Mixup of levels ( 2016-03-07 )
Writing Soml helped a lot to separate the levels, or phases of the ruby compilation process. Helped me that is, to plan the ruby compiler.
But off course i had not written the ruby compiler, i have only planned how the dynamic nature could be implemented, using soml. In very short summary, the plan was to extend somls feature with esoteric multi-return features and use that to jump around different implementation when types change.
The benefit of communication
But first a thanks. When i was in the US, i talked to quite a few people about my plans. Everything helped, but special thanks goes to Caleb for pointing out two issues.
The simpler one is that what i had named Layout, is usually called Type. I have changed the code and docs now and must admit it is a better name.
The other thing Caleb was right about is that Soml is what is called an intermediate representation. This rubbed a little, especially since i had just moved away from a purely intermediate representation to an intermediate language. But still, we’ll see below that the language is not enough to solve the dynamic issues. I have already created an equivalent intermediate representation (to the soml ast) and will probably let go of the language completely, in time.
So thanks to Caleb, and a thumbs up for anyone else reading, to make contact
The hierarchy of languages
It seemed like such a good idea. Just like third level languages are compiled down to second (ie c to assembler), and second is compiled to first (ie assembler to binary), so fourth level would get compiled down to third. Such a nice clean world, very appealing.

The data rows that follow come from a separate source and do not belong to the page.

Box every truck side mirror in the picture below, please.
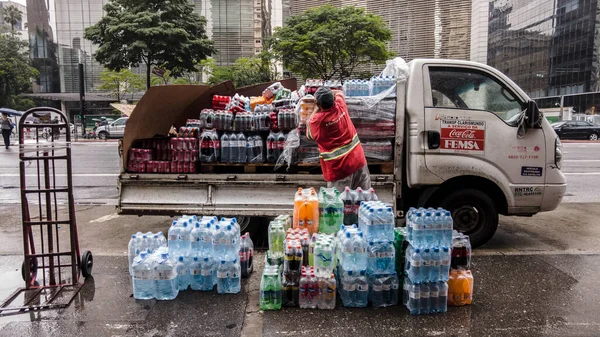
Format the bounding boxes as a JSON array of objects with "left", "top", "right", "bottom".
[{"left": 526, "top": 100, "right": 541, "bottom": 129}]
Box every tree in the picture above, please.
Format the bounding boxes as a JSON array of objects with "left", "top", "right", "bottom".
[
  {"left": 207, "top": 52, "right": 279, "bottom": 87},
  {"left": 84, "top": 0, "right": 216, "bottom": 90},
  {"left": 270, "top": 5, "right": 394, "bottom": 80},
  {"left": 0, "top": 33, "right": 39, "bottom": 110},
  {"left": 1, "top": 5, "right": 22, "bottom": 36},
  {"left": 99, "top": 69, "right": 144, "bottom": 102}
]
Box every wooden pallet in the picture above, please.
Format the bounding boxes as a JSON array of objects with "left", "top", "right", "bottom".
[{"left": 198, "top": 161, "right": 393, "bottom": 174}]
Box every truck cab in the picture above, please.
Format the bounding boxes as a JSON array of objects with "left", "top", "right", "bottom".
[
  {"left": 117, "top": 59, "right": 566, "bottom": 248},
  {"left": 403, "top": 59, "right": 566, "bottom": 246}
]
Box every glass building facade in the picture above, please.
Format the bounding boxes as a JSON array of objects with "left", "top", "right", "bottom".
[
  {"left": 488, "top": 0, "right": 600, "bottom": 114},
  {"left": 194, "top": 0, "right": 272, "bottom": 66},
  {"left": 288, "top": 0, "right": 484, "bottom": 75}
]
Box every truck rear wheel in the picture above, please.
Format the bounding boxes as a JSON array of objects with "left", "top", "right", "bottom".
[{"left": 440, "top": 188, "right": 498, "bottom": 248}]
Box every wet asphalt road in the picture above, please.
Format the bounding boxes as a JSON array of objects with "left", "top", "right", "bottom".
[{"left": 0, "top": 141, "right": 599, "bottom": 336}]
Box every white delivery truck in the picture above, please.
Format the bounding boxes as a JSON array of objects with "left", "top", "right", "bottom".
[{"left": 117, "top": 59, "right": 566, "bottom": 247}]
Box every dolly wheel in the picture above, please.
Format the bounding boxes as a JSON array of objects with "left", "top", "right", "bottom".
[
  {"left": 81, "top": 251, "right": 93, "bottom": 278},
  {"left": 21, "top": 258, "right": 38, "bottom": 283}
]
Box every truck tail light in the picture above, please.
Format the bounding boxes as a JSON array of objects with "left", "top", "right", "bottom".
[{"left": 555, "top": 137, "right": 563, "bottom": 169}]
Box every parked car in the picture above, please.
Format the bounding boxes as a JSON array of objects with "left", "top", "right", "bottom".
[
  {"left": 552, "top": 120, "right": 600, "bottom": 140},
  {"left": 96, "top": 117, "right": 128, "bottom": 139}
]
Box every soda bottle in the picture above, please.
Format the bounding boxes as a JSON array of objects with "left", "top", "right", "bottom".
[
  {"left": 260, "top": 269, "right": 274, "bottom": 310},
  {"left": 220, "top": 133, "right": 230, "bottom": 163},
  {"left": 307, "top": 271, "right": 319, "bottom": 309},
  {"left": 276, "top": 132, "right": 286, "bottom": 161},
  {"left": 298, "top": 271, "right": 309, "bottom": 308},
  {"left": 340, "top": 187, "right": 354, "bottom": 226},
  {"left": 266, "top": 132, "right": 276, "bottom": 163}
]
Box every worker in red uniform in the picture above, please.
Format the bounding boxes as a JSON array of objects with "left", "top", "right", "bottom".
[{"left": 306, "top": 86, "right": 371, "bottom": 191}]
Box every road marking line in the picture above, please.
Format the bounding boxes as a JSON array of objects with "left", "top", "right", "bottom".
[
  {"left": 0, "top": 173, "right": 118, "bottom": 177},
  {"left": 563, "top": 172, "right": 600, "bottom": 175},
  {"left": 90, "top": 213, "right": 120, "bottom": 223}
]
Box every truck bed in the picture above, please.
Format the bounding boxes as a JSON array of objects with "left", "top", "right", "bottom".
[{"left": 117, "top": 173, "right": 397, "bottom": 217}]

Until i started working on the details. Specifically how the type (of almost anything) would change in a statically typed language. And in short, I ran into yet another wall.
So back it is to using an intermediate representation. Alas, at least it is a working one, so down from there to executable, it is know to work.
Cross function jumps
Let’s call a method something akin to what ruby has. It’s bound to a type, has a name and arguments.
But both return types and argument types are not specified. Then function could be a specific
implementation of that method, specific to a certain set of types for the arguments. The return type
is still not fixed.
A compiler can generate all possible functions for a method as the set of basic types is small. Or it could be a little cleverer and generate stubs and generate the actual functions on demand, as probably only a fraction of the theoretical possibilities will be needed.
Now, if we have an assignment, say to an argument, from a method call, the type of the variable may have to change according to the return type. So the return will be to different addresses (think of it as an if) and so in each branch, code can be inserted to change the type. But that makes the rest of the function behave wrongly as it assumes the type before the change.
And this is where the cross function jumps come. Which is also the reason this can not be expressed in a language. The code then needs to jump to the same place, in a different function.
The function can be pre-compiled or compiled on demand at that point. All that matters is that the logic of the function being jumped to is the same as where the jump comes from. And this is guaranteed by the fact that both function are generated from the same (untyped ruby) source code.
So what’s left to do here: There is the little matter of implementing this plan.
Maybe it leads to another wall, maybe this is it. Fingers crossed.